HANNIBAL
di Ridley Scott
con Anthony Hopkins, Julianne Moore, Ray Liotta,
Gary Oldman e Giancarlo Giannini
recensione di
Andrea DE CANDIDO
Niente a che vedere con IL SILENZIO DEGLI INNOCENTI, perché HANNIBAL
non è uno di quei - peraltro rari - sequel all'altezza dell'episodio pilota,
se non perfino migliori (pensiamo a ALIENS, IL PADRINO PARTE II, L'ESORCISTA
2: L'ERETICO e pochi altri). Ma chiudiamo qui una questione che non ci
sembra poi così centrale.
Ridley Scott non è più quel regista visionario e "mitico", dei suoi esordi:
quello di I DUELLANTI, BLADE RUNNER o ALIEN, per intenderci. Ma non lo
è da un po', perché anche buoni film come THELMA & LOUISE o BLACK RAIN
non sono rimasti nella memoria, se non per valenze prevalentemente extrafilmiche.

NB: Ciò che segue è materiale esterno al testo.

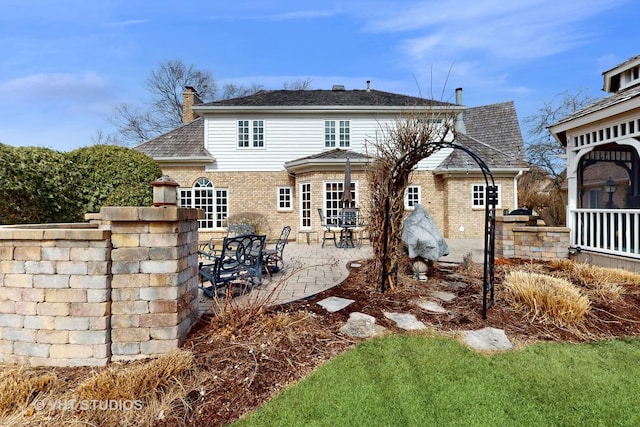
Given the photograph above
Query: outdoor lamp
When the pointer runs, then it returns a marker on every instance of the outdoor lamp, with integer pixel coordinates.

O lui ha perso quell'ispirazione, il che è tutt'altro che improbabile;
oppure, eventualità ancora più verosimile, ha deciso di adattarsi ai nuovi
standard hollywoodiani di "intrattenimento misto qualche contenuto", stando
così al passo coi tempi senza perdere l'occasione di lavorare e magari
ottenere un buon successo (vedi l'ultimo IL GLADIATORE, per giunta premiato
a Golden Globe e, pare, in corsa per un buon numero di Oscar). In quest'ottica
vanno letti - al di là di ovvie ragioni di carattere economico - anche
l'idea di De Laurentiis di affidargli la regia del seguito del film di
Demme ed il suo consenso. Perché, comunque sia, Scott è un solido professionista
cui, in linea di massima, affidarsi per ottenere un buon prodotto "medio",
in grado di piacere ad una larga fascia di pubblico, quella che magari
cerca il divertimento piuttosto che i picchi di stile. Ecco perché dicevamo
che il confronto con il primo (in realtà è il secondo, dato che Hannibal
the cannibal appariva già nello splendido MANHUNTER - FRAMMENTI DI UN
OMICIDIO di Michael Mann) film della serie, oltre a non potersi nemmeno
porre, non ha molto senso, perché praticamente escluso - una volta escluso
il ritorno di Demme - già in fase produttiva dalle scelte di cui sopra.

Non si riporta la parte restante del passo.